Obesity and Fertility in Women
The excess number of fat cells interferes with hormone production and excess weight puts added strain on the body’s ability to function optimally, both key components to conception. The considerable weight-loss achieved by women who undergo bariatric surgery, often as much as 100 pounds or more, reduces stress on all the body’s organs. Significant weight loss can also improve menstrual irregularity and increase ovulation rate in anovulatory (non-ovulating) obese women, leading to increased pregnancy rates. Polycystic ovary syndrome, another common cause of infertility in overweight women, improves as well.
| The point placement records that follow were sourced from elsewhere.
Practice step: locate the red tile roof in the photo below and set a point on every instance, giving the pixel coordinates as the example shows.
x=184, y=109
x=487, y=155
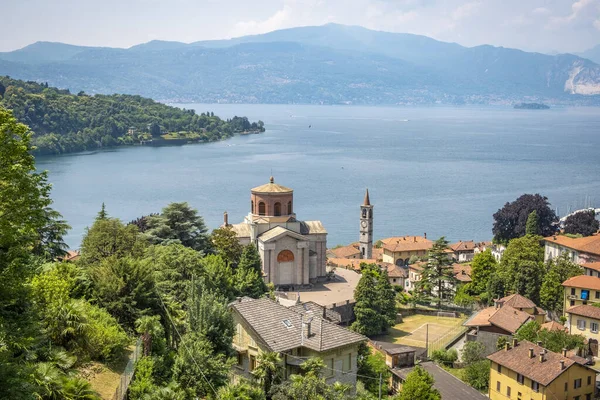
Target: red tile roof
x=589, y=244
x=544, y=372
x=406, y=243
x=583, y=282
Obesity and Fertility in Men
Forty percent of men who have fertility problems are overweight and a third are obese. Additionally, obese men are three times more likely to have a low sperm count. The sperm they do retain have motility problems or are misshapen, inhibiting the sperm’s ability to enter the egg. One of the main causes of infertility in obese men is the same as in obese females. Men with excess fat cells create too much estrogen-mimicking estrone, which lowers testosterone levels and actually increases the female hormone, estrogen. Higher estrogen levels can also cause men to develop breasts and reduce sperm production. Obese men and women are also often dealing with physiological and psychological issues which can lead to lower libido and impotence in men.
Special Considerations for Post-Bariatric Women
Right now, there is no long-term data to ascertain an ideal time interval for pregnancy after bariatric surgery. However, I recommend patients wait 12 to 18 months after the operation due to possible nutritional deficiencies as a result of a reduction in food intake. During pregnancy, a woman who has undergone weight-loss surgery should be under the care of a maternal fetal medicine specialist, OB/GYN, bariatric surgeon, and dietitian in order to maintain the health of both mother and baby.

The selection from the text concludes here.